Türkiye'nin en iyi haber sitesi
EMRE AKÖZ

Barbarlar olmadan ne yapacağız?

Siyaset birileriyle birlikte, birilerine karşı yapılır. Karşı taraf, rakip, hasım olmadan siyaset de yapılamaz... Kavafis'in ünlü şiiri Barbarları Beklerken'de dediği gibi: "Peki, biz ne yapacağız şimdi barbarlar olmadan? / Bir çeşit çözümdü onlar sorunlarımıza..." Hatırlarsınız: AK Parti'nin, 12 Haziran 2011 genel seçimlerinde yüzde 50'yi yakalayan başarısının ardından... Temmuz sonunda, GK Başkanı ile kuvvet komutanları hep birlikte emekliliklerini istemişti.Cumhurbaşkanı Gül ile Başbakan Erdoğan, TSK'den gelen bu hamleyi de savuşturdular: Seçilmişlerle uyumlu çalışacağının sinyallerini veren Org.

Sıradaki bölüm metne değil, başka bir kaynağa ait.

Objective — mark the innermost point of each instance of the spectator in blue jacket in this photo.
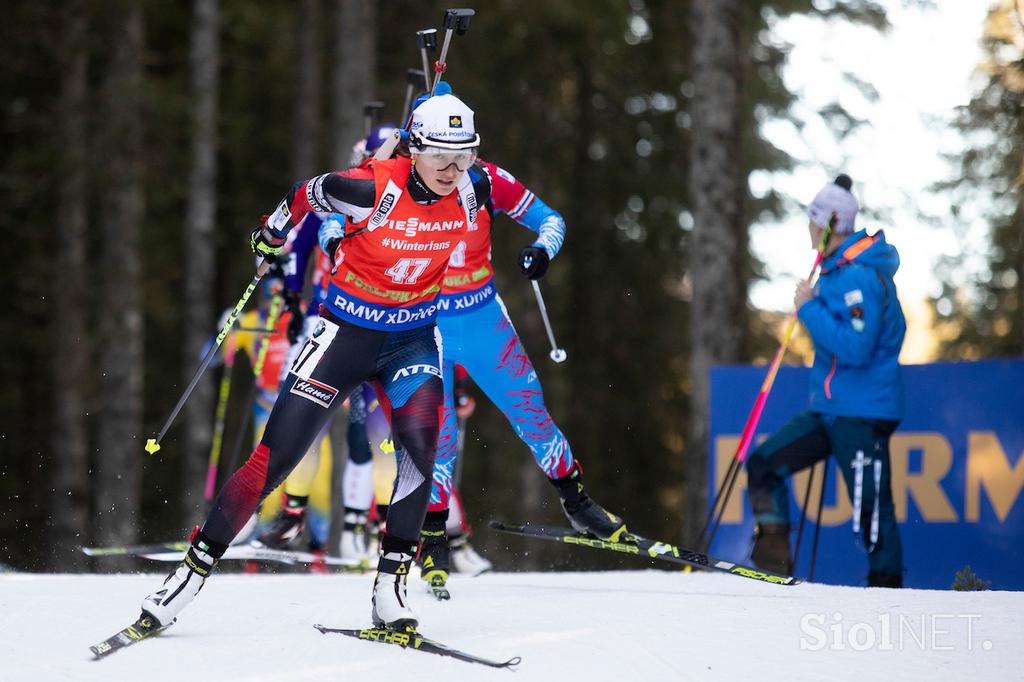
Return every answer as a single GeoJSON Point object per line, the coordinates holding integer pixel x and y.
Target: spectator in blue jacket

Necdet Özel, genelkurmay başkanlığına atandı.
Çevremdekiler bilir, o dönemden itibaren bir konuyu tartışmaya açtım: "Yeni rakip kim?"
Bu soru bana farklı grupların aynı konuya kafa yorduğunu gösterdi. Meseleyi ortaya attığımda, birçok kişi "Aa, biz de geçenlerde arkadaşlarla bunu konuşuyorduk" dedi.

Yok olmadı, ertelendi

Uzun yıllar boyunca hasım "Bu ülkenin sahibi benim" iddiasındaki TSK ve elbette onun müttefikleriydi...
Peki ya şimdi? Başbakan Erdoğan'ın liderliğinde ittifak yapan çeşitli kesimlerin, ortaklaşa yükleneceği yeni hasım kim olacaktı? Yeni dönemin temel sorusu buydu.
Ancak gündemi belirleyen sıcak olaylar, bu soruyu zihinlerden uzaklaştırdı: Şike soruşturması, Ergenekon ve Balyoz davaları, cezaevindeki milletvekilleri, KCK tutuklamaları, MİT gerilimi, Güneydoğu'da devam eden savaş, Suriye krizi, 28 Şubat soruşturması, vs, vs.

TSK ittifaka girince

Eski hasmın ortadan kaybolması, müttefiklerde odak kaymasına yol açtı: "Tamam, Başbakan Erdoğan'ın ardında saf tutalım da... Kime karşı, hangi amaçla..." diye düşünmeye başladılar. Bu soruyu bilinçli olarak kendilerine sormasalar da, hissettiler.
(Not: Dikkat buyurun, siyasi- ideolojik bir durumdan söz ediyorum. Yoksa asıl amacı cüzdanı doldurmak olanlar, zaten böyle kaygılar duymuyor.)
Bu bağlamda en önemli olay Uludere faciasıydı... Eski dönemde olsa, orduya yüklenerek hatayı yapanların ortaya çıkarılmasını talep edecek olan Başbakan, TSK'yi kanatları altına aldı.
TSK tarafından en fazla 15 gün içinde (aslında bir, iki saatte) belirlenecek olan sorumlular, adeta bir sis perdesinin ardında kayboluverdiler...
Mesele komisyona ve yargıya havale edildi. Aylar geçti; kamuoyunu tatmin edecek bir açıklama yapılmadı.

Akıl var, mantık var
Wall Street Journal
gazetesinin bu konudaki haberi, birçok kesimin Uludere'yi unutmadığını ortaya koydu. Yeniden hararetli bir tartışma başladı.
Başbakanın sert çıkışları, bazılarının "susalım, eleştirmeyelim, ikilik çıkarmayalım" demesine yol açtı ama vicdanları tatmin etmedi.
Ardından, "Her kürtaj, bir Uludere'dir" söylemi geldi. AK Parti'yi destekleyen muhafazakâr kesimler kürtaja karşıydı... Bunu Başbakanın ağzından duydukları için memnun olmuşlardı...
Ama akıl-mantık vardı: 34 sivilin, korkunç bir hata sonucu, savaş uçaklarıyla imha edilmesiyle... İstenmeyen bir gebeliğe son verme arasında nasıl bir ilişki olabilirdi ki?
Hasım olmadan siyaset yapılamaz, dedik. Yoksa yenisini bulmak gerekir. Ama yeni hasmın, eski koalisyonda değişikliklere yol açacağını da unutmayalım.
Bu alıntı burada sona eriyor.